Temozolomide (TMZ) is the first-line treatment for
Glioblastoma Multiforme (GBM). After administration, TMZ is rapidly converted into its active metabolite (
MTIC). However, its pharmacological activity is reduced due
MTIC low bioavailability in the brain. Since drugs' permeability through
biological barriers and
tumor cell membranes affects its bioavailability, the ability of
MTIC to interact with the
biological membranes presents a major contribution on its pharmacological properties and activity. Biomembrane models mimic the physiological conditions, allowing to predict the
drug's behavior at
biological membranes and its effects on
drug biodistribution profiles. In this work,
lipid bilayer models using
liposomes were applied for the
drug-membrane interaction studies.
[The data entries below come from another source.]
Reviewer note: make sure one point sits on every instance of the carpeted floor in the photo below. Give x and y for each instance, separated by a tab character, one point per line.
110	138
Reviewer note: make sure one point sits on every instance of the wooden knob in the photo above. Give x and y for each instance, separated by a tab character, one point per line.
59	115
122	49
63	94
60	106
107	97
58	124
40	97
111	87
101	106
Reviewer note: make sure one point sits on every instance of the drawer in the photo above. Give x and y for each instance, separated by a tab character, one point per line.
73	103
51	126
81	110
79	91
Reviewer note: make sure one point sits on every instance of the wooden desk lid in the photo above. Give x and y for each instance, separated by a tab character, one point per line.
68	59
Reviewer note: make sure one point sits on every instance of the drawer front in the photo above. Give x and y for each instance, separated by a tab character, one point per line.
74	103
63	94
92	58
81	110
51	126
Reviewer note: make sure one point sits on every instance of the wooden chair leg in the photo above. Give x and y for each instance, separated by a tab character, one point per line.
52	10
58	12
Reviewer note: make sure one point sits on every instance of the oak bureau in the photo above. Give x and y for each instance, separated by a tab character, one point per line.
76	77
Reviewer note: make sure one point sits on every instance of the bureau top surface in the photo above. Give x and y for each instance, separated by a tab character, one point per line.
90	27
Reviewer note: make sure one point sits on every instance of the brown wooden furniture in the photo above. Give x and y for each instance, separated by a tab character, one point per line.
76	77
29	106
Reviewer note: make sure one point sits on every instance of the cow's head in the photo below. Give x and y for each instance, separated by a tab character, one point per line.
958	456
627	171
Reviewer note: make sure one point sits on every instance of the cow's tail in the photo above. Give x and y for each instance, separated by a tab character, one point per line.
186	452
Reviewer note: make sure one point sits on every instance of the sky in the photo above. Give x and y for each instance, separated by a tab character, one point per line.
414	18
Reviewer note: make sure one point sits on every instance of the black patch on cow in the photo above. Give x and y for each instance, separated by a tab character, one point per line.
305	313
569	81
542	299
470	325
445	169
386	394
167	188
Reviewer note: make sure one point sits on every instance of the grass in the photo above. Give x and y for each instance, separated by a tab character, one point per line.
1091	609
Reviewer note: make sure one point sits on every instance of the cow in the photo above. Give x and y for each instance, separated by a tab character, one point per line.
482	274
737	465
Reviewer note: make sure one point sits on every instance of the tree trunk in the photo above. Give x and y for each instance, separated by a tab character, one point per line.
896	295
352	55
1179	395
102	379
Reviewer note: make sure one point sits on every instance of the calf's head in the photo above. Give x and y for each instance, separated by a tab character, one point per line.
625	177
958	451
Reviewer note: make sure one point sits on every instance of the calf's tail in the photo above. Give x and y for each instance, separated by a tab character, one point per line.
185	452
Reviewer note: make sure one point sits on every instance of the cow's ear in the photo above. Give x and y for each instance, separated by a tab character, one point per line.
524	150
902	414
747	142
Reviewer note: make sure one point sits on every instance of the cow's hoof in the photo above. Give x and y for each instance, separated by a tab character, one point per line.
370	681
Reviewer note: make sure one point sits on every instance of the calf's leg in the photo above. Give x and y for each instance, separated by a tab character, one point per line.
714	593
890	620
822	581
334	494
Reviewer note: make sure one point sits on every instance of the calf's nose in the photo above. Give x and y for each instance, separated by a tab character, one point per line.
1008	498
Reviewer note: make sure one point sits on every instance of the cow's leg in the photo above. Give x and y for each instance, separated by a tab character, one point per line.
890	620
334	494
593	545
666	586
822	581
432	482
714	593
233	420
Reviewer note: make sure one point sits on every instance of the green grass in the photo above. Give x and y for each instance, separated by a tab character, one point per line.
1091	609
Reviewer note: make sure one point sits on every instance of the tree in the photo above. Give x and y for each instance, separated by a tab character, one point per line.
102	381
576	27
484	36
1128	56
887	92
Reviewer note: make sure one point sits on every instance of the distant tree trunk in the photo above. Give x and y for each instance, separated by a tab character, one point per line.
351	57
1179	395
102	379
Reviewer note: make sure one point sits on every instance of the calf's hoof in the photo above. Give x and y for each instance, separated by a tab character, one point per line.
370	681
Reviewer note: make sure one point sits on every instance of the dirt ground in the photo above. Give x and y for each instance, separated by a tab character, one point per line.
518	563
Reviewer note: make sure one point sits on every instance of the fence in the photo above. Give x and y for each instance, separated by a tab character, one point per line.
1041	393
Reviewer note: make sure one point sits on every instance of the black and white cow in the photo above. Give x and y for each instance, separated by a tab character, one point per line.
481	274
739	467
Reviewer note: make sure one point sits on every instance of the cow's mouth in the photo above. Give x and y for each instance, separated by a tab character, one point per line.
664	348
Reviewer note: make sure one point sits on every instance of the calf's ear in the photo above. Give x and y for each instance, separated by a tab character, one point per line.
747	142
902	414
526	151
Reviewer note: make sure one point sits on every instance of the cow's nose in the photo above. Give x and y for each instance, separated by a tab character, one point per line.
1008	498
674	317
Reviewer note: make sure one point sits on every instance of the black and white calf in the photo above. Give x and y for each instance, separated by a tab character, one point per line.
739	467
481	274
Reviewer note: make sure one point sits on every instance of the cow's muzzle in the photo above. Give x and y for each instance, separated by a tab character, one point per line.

The zwitterionic
phospholipid, 1,2-dimyristoyl-sn-glycero-3-phosphocholine (
DMPC), and
cholesterol were chosen for the composition of the model, since they represent the major components of the membranes of GBM cells and brain capillary endothelial cell. Thus, the molecular interactions between
MTIC and these models were studied by the evaluation of the partition of the
drug into the
phospholipid's membrane, its location within the bilayer and its effect on the fluidity of the membrane. The attained results suggest that the composition of membranes affects drugs partition, showing that
drug biodistribution depends not only on its physicochemical features, but also depends on the characteristics of the membrane such as the packing of the
lipid molecules. Also,
MTIC exhibited low affinity to
biological membranes, explaining its low bioavailability on the target cells.